Alan Brazil’s Sports Breakfast: where hope springs eternal

Alan Brazil.
Alan Brazil. Photograph: Richard Saker

Most news radio, particularly in the run-up to an election, is about things yet to happen; sentences beginning “Ed Miliband is today expected to”, or “a new poll published later today will say”. Similarly, most sports radio is about games yet to be played and therefore is less about physical activity than the pathetic optimism of fans. These are always “big” games, apart from the ones that are “massive”, the tiny subset that are “massive, massive” and the special handful for which only the single, awe-struck syllable “huge” will do. Hope is the lingua franca of Alan Brazil’s Sports Breakfast (Weekdays, 6am, TalkSport). Here, every sun rises on a day fresh with possibility. Here, Alan and his accomplice Brian “Pitbull” Moore are happy to encourage us all in the illusion that we can somehow guess what will come to pass when the match is played later in the day. The following day, they won’t bother referring back to whether they were right or wrong because by then another sun will have risen on another set of fixtures in which to invest our hopes. Alan’s theme tune is Zip-a-Dee-Doo-Dah, which seems about right.

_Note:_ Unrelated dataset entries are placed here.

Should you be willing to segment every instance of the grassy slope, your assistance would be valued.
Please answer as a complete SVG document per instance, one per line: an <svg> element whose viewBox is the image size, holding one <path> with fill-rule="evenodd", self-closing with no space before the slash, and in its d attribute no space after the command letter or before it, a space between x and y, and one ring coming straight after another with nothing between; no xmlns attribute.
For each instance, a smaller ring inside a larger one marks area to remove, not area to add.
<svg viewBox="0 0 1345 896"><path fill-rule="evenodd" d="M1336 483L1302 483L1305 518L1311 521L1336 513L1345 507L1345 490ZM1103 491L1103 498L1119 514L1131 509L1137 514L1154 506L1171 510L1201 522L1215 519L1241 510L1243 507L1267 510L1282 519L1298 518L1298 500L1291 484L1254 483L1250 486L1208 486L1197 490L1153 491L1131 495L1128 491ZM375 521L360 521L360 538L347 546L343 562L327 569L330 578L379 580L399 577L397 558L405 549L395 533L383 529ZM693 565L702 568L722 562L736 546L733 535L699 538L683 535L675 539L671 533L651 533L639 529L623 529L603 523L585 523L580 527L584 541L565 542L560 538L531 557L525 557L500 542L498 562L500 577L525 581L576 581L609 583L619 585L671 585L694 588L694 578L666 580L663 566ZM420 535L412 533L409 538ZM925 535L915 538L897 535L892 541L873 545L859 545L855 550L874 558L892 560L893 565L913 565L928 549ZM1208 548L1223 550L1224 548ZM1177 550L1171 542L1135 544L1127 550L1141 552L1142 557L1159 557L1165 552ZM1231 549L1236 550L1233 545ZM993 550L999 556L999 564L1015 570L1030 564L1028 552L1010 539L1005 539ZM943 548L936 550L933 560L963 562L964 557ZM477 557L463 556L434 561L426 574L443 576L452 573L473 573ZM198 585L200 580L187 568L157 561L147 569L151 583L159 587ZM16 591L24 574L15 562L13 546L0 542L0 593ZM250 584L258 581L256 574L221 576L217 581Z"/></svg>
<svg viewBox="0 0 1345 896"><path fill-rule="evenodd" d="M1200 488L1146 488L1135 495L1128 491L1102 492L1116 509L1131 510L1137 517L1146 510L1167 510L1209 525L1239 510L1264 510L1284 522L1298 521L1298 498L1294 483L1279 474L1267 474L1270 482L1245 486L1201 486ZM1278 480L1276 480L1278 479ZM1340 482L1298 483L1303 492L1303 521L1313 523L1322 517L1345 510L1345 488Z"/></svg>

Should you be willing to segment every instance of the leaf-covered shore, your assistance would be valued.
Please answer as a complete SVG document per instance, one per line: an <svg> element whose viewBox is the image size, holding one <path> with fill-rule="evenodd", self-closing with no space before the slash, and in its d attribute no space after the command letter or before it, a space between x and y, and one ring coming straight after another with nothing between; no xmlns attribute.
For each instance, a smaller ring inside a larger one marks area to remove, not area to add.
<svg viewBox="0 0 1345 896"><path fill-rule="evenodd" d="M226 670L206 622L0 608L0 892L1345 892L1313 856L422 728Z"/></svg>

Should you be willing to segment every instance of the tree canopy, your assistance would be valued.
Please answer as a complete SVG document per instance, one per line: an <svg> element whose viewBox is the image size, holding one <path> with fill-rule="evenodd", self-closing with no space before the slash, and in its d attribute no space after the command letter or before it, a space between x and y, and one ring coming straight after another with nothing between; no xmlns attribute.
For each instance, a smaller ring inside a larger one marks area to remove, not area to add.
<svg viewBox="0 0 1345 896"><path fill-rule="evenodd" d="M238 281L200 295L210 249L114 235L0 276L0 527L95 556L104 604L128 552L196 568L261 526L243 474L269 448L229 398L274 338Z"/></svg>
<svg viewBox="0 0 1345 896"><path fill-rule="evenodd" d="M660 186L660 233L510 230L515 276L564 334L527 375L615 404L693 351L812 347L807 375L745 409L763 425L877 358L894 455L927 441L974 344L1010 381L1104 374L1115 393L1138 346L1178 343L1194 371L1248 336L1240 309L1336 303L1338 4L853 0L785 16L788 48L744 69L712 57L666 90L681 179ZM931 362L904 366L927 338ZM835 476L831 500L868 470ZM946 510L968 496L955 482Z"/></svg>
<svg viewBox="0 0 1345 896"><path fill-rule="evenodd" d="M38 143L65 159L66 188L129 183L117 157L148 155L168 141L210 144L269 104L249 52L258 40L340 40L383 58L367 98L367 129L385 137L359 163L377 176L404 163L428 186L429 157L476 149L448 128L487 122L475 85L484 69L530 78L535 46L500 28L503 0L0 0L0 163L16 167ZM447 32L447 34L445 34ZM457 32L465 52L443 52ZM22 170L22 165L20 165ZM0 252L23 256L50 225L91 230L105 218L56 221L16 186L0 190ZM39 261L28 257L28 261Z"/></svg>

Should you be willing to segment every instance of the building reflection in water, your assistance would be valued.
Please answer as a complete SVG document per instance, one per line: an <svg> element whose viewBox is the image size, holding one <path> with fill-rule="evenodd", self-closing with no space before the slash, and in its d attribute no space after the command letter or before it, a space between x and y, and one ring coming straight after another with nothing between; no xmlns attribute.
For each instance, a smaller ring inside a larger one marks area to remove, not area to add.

Geoffrey Boycott delivers a very different sort of radio gold, for which much thanks. He’s breathtakingly pompous, of course, utterly tin-eared when it comes to any form of humour, and prone to calling all female colleagues “love”, but in the context of a commentariat who have been trained by their upbringing and social media to avoid saying anything that might cause offence, Boycott is more precious than ever. The more his colleagues aspire to a smooth and professional way of doing things, the more we need somebody who’s neither. Every time he enters the commentary box for Test Match Special (Friday, 2.45pm, Radio 4 LW and 5 Live Sports Extra) on this West Indies tour, it’s as if he’s been conveyed there directly by a particularly bitter wind off Ilkley Moor. Geoffrey’s utter certainty that he knows exactly what’s wrong and how to fix it immediately takes the pressure off everyone around him. Within half an hour of the beginning of this series, England were losing wickets and Geoffrey had announced that half the backroom staff should be sent directly to the airport. All Ed Smith, who is Boycott’s polar opposite, had to do was offer the odd pained “mm” sound. When Sir Geoffrey does finally leave the crease he’ll take more replacing as a summariser than he ever did as a player.

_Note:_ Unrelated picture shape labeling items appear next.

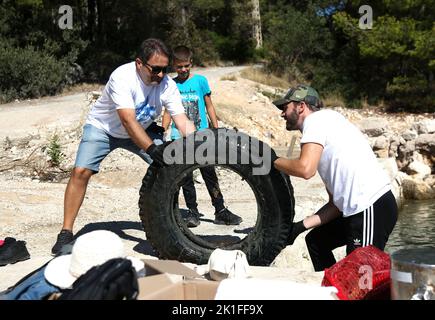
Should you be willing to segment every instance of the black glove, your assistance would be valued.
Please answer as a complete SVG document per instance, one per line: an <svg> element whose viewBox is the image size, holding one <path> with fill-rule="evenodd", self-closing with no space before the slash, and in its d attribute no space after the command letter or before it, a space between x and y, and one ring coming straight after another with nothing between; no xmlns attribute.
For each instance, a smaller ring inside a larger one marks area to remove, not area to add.
<svg viewBox="0 0 435 320"><path fill-rule="evenodd" d="M273 165L276 159L278 159L278 156L275 153L275 150L273 150L269 145L265 144L263 141L258 140L258 149L255 146L255 144L251 144L251 151L255 150L259 157L263 157L263 154L265 152L270 152L270 163Z"/></svg>
<svg viewBox="0 0 435 320"><path fill-rule="evenodd" d="M153 122L153 123L151 123L148 126L146 131L148 131L148 132L154 132L154 133L156 133L158 135L163 136L163 134L165 133L165 128L163 128L162 126L159 126L157 123Z"/></svg>
<svg viewBox="0 0 435 320"><path fill-rule="evenodd" d="M148 149L146 150L146 153L153 159L153 164L156 164L160 167L167 167L168 164L165 163L163 159L163 151L165 151L165 148L168 144L170 144L172 141L167 141L163 144L151 144Z"/></svg>
<svg viewBox="0 0 435 320"><path fill-rule="evenodd" d="M115 258L80 276L72 289L62 290L59 300L135 300L139 293L131 261Z"/></svg>
<svg viewBox="0 0 435 320"><path fill-rule="evenodd" d="M288 238L287 238L287 245L291 245L295 242L296 238L304 231L307 231L307 228L305 228L304 220L301 220L299 222L293 222L292 231L290 232Z"/></svg>

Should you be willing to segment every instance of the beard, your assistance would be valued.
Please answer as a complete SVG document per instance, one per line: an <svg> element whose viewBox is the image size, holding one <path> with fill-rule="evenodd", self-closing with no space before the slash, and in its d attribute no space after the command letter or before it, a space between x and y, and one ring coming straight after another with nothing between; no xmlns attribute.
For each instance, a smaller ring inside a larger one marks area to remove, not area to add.
<svg viewBox="0 0 435 320"><path fill-rule="evenodd" d="M288 131L292 131L292 130L297 130L298 129L297 123L299 121L299 114L298 114L296 109L293 110L293 112L290 113L290 115L286 117L286 120L287 120L287 122L286 122L285 126L286 126L286 129Z"/></svg>
<svg viewBox="0 0 435 320"><path fill-rule="evenodd" d="M158 86L160 84L160 82L162 82L162 80L163 80L163 77L151 76L149 84L151 86Z"/></svg>
<svg viewBox="0 0 435 320"><path fill-rule="evenodd" d="M190 76L190 71L180 72L178 74L178 77L180 78L180 80L186 80L187 78L189 78L189 76Z"/></svg>

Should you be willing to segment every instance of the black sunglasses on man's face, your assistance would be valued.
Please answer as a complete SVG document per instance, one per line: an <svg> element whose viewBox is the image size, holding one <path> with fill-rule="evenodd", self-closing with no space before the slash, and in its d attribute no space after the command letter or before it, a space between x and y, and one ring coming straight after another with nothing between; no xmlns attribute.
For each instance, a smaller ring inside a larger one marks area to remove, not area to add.
<svg viewBox="0 0 435 320"><path fill-rule="evenodd" d="M168 73L168 66L164 66L164 67L161 67L161 66L152 66L152 65L150 65L150 64L148 64L146 62L142 62L142 63L150 68L150 71L151 71L152 74L159 74L160 72Z"/></svg>

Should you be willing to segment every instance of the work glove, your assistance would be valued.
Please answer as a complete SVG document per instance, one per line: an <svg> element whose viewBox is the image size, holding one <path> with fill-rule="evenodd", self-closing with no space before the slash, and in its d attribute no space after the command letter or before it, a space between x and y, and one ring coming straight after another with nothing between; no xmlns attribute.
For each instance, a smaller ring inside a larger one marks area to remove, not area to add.
<svg viewBox="0 0 435 320"><path fill-rule="evenodd" d="M156 122L153 122L147 128L147 131L154 132L158 135L163 136L163 134L165 133L165 128L163 128L162 126L159 126Z"/></svg>
<svg viewBox="0 0 435 320"><path fill-rule="evenodd" d="M304 231L307 231L308 229L305 228L303 220L299 222L293 222L292 223L292 231L290 232L288 238L287 238L287 245L292 245L296 238Z"/></svg>
<svg viewBox="0 0 435 320"><path fill-rule="evenodd" d="M255 144L251 144L251 151L256 151L259 157L263 157L265 152L270 152L270 163L273 166L273 163L279 157L276 155L275 150L273 150L269 145L265 144L263 141L258 140L258 149Z"/></svg>
<svg viewBox="0 0 435 320"><path fill-rule="evenodd" d="M163 144L151 144L147 150L146 153L153 159L153 164L159 166L159 167L167 167L168 164L165 163L163 159L163 151L165 151L165 148L168 144L170 144L172 141L167 141Z"/></svg>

The sound of the week comes from Dr Fagan, the depressed headmaster of the very minor school to which the hapless Paul Pennyfeather is consigned in this two-part adaptation of Evelyn Waugh’s Decline And Fall (Sunday, 3pm, Radio 4). “The Welsh are the only nation in the world that has produced no graphic or plastic art, no architecture, no drama. They just…” – pause – “sing.” Dr Fagan suffuses that single syllable with a universe of regret, like a Ry Cooder fill on a Blind Alfred Reed song. Waugh continues to work brilliantly on radio. Decline And Fall provides a timely corrective to some of the windier pronouncements made about education in the course of the election campaign. Pennyfeather, who has been hired to teach German, protests he doesn’t actually know a word of the language. “It doesn’t do to be too modest,” says Dr Fagan.

The unfailingly charming Dave Grohl is the star guest on The First Time (Sunday, 1pm, 6 Music) with Matt Everitt, picking songs by the Beatles, Neil Young and Led Zep.